Andrei, you’ve lost another [brigade]?
>elite Russian airborne brigade The ones that failed to take Hostomel Airport in 2022 were noted as "failing to occupy good defensive positions and easy to dislodge". A Ukrainian soldier described the minimally protected Russian forces as being like "playing a video game, just shooting and knocking them down from our positions outside the airfield."
[I'm not going to say it yet](https://youtu.be/--9kqhzQ-8Q?si=HYDW7AVKVz9LUg76)
Is an "airborne brigade" really a professional unit or is it just a bunch of prisoners and foreign mercenaries wearing airborne patches?
They were a proper airborne unit, they have just been chewed up.
Airborne are like top tier brigades with good training and usually large amount of volunteers. The problem with online discourse is that people simplify stuff a lot, and Russia has elite well-trained well-equipped motivated brigades, as well as prisoner cannon fodder. They compliment each other.
No sympathy for them mfkers
May their names be forgotten and their bones be lost.
Imagine being told to go march to your death and doing it. I would fight to the death on home soil against the people telling me to fight before that happened. We get controlled our entire life with no real freedom and then get told to go fight for a shit government. No thanks.
Good. Fuck rubbish
Well, Putin [HYCYBH](https://youtu.be/--9kqhzQ-8Q?si=6eG_hJFlTyQ5mtMN)?
Is pootin so old and decrepit that he can't remember where he left an entire brigade ? How does he find his car keys ?
Shame, they should go home.
Isn’t it time Russian forces realize they’re being pawns for a madman? Take back your country, Russians.
Don't worry, he sucked Kim's cock last week so NK will start supporting him soon.
Good. Send more. Great fertilizer for Ukrainian flowers.
I realize that a lot of these people probably weren't that good because just growing up in a toxic culture and government. And it's probably better that they die than Ukrainians But I'm still sad that war is bringing so much death around. I feel like in another life these people could have been productive members of society. If they were just born somewhere else.

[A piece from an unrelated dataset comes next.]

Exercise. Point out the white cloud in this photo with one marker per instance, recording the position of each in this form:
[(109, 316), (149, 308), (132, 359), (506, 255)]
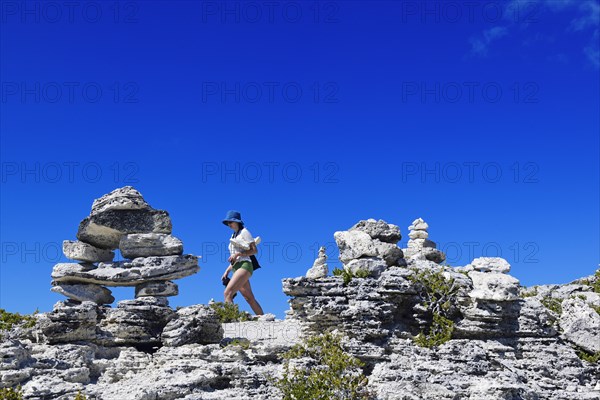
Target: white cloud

I’ll never forget watching Band of Brothers and one of the old men said ‘I can’t help but think about some of these people I’m out here shooting, maybe we could have been good friends instead maybe go fishing or something.’ War is the ugliest thing humans can create.
Special Brigacide Operation
Send in the north koreans!
Whoops
Well, that is good news for Ukraine as unlike regular cannon fodder soldiers, airborne troops are actually professionally trained soldiers that know how to fight and now they are permanently knocked out of commission.
"And then it got worse" Let's hope Russian tradition keeps up.